Roman numerals are represented by seven different symbols: I, V, X, L, C, D, and M.

Examples

Input: III
Output: 3

Input: IV
Output: 4

Constraints

Approach to Solve

Use a greedy algorithm to convert the Roman numeral to integer.

Code Implementation

class Solution:
    def romanToInt(self, s: str) -> int:
        roman_to_int = {
            'I': 1,
            'V': 5,
            'X': 10,
            'L': 50,
            'C': 100,
            'D': 500,
            'M': 1000
        }
        total = 0
        prev_value = 0
        for char in reversed(s):
            value = roman_to_int[char]
            if value < prev_value:
                total -= value
            else:
                total += value
            prev_value = value
        return total

Explanation

The Roman to Integer problem is solved using a greedy algorithm. Here's a detailed explanation of the approach:

  1. We start by creating a mapping of Roman numeral symbols to their corresponding integer values. This is typically done using a hash map or dictionary for constant-time lookups.
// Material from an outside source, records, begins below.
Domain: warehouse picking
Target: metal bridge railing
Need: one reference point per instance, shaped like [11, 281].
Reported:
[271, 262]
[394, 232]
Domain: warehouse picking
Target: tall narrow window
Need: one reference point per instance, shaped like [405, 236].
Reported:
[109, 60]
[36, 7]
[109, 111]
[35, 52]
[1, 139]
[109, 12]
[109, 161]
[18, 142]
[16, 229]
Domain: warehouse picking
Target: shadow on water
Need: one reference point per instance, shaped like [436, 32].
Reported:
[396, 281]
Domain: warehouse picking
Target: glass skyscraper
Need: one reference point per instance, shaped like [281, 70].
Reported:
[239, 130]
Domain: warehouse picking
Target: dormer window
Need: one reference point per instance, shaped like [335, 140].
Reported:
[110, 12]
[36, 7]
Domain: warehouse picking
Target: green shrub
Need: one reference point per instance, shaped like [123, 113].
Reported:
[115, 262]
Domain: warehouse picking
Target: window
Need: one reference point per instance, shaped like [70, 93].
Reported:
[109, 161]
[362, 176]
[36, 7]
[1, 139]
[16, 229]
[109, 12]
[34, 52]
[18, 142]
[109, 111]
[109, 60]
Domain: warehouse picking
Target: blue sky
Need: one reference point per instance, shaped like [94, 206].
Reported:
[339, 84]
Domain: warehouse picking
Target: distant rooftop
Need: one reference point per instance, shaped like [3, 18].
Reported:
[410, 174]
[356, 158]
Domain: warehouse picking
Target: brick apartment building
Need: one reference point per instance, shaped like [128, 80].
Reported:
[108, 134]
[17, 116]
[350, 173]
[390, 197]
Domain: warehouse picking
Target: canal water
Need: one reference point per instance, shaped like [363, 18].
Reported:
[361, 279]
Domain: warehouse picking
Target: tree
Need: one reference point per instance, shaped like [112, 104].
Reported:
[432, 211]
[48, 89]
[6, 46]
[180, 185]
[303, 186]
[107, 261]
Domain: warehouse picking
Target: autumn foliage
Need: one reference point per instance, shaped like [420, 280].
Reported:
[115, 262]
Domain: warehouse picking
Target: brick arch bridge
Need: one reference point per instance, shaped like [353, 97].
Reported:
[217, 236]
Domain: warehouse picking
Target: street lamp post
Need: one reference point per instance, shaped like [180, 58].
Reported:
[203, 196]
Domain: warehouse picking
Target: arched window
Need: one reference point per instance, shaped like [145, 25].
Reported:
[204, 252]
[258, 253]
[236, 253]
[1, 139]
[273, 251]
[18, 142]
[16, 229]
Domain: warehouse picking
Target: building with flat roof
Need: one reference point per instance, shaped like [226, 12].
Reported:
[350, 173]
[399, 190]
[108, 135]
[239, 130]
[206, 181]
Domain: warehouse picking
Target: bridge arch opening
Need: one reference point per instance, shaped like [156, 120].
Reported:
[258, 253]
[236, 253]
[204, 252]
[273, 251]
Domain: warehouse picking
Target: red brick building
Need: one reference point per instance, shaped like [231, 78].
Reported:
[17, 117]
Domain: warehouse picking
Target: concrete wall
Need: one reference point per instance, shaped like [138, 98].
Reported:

  2. We initialize two variables:

    • 'total' to keep track of the final integer value
    • 'prevValue' to store the value of the previous Roman numeral symbol
  3. We iterate through the input string from right to left. This is crucial because in Roman numerals, the order of symbols determines whether we add or subtract their values.
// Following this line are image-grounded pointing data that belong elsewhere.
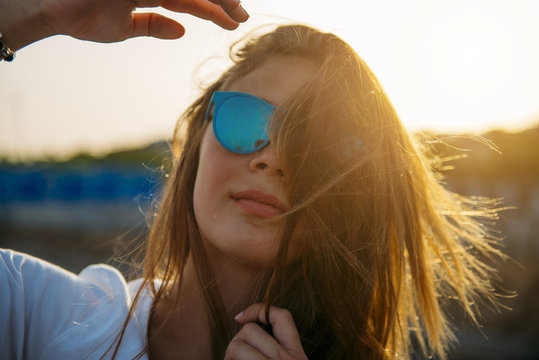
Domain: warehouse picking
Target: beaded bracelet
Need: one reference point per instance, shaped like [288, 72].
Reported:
[6, 53]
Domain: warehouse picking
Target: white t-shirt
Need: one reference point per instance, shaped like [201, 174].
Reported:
[47, 312]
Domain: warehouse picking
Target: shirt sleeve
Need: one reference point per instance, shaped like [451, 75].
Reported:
[47, 312]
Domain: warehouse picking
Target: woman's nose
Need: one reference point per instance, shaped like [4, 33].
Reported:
[265, 160]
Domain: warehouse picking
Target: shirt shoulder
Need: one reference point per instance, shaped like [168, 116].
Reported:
[56, 313]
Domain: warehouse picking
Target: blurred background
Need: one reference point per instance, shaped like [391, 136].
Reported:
[84, 130]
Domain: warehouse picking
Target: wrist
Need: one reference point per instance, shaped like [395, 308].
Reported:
[21, 23]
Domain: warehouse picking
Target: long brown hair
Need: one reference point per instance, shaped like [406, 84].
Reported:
[384, 244]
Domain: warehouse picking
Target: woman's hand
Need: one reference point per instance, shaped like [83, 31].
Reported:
[253, 343]
[25, 21]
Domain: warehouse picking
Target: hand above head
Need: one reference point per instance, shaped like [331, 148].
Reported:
[25, 21]
[253, 342]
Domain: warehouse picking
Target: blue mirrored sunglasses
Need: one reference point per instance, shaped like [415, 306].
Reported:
[240, 121]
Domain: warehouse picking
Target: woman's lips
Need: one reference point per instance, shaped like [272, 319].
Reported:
[258, 203]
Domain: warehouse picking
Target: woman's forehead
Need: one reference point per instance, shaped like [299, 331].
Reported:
[275, 78]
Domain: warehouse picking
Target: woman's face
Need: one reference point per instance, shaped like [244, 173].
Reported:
[232, 218]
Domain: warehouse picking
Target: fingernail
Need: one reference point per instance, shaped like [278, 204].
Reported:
[243, 12]
[237, 317]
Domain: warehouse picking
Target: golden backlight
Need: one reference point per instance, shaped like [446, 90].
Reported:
[455, 66]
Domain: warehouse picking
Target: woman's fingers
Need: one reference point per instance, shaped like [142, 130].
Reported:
[252, 342]
[155, 25]
[283, 326]
[207, 10]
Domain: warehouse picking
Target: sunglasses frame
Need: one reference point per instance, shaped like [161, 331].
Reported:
[217, 99]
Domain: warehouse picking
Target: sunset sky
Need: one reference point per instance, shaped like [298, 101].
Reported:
[452, 66]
  4. For each symbol: a. We get its integer value from our mapping. b. We compare this value with the previous value:

    • If the current value is less than the previous value, we subtract it from the total. This handles cases like 'IV' (4) or 'CM' (900).
    • Otherwise, we add it to the total. c. We update 'prevValue' for the next iteration.
  5. After processing all symbols, we return the total.

This approach works because of how Roman numerals are structured:

  • Normally, symbols are arranged from largest to smallest, left to right (e.g., 'XVI' = 16).
  • When a smaller value appears before a larger value, it represents subtraction (e.g., 'IV' = 4).

By iterating from right to left and comparing each value with the previous one, we can correctly handle both standard cases and subtractive cases.

Time Complexity: O(n), where n is the length of the input string. We iterate through each character once. Space Complexity: O(1), as we use a fixed-size hash map and a constant amount of extra space, regardless of the input size.

This solution is optimal as it processes the input in a single pass and uses constant extra space, making it both time and space efficient for the given constraints.

Complexity

  • Time Complexity: O(n)
  • Space Complexity: O(1)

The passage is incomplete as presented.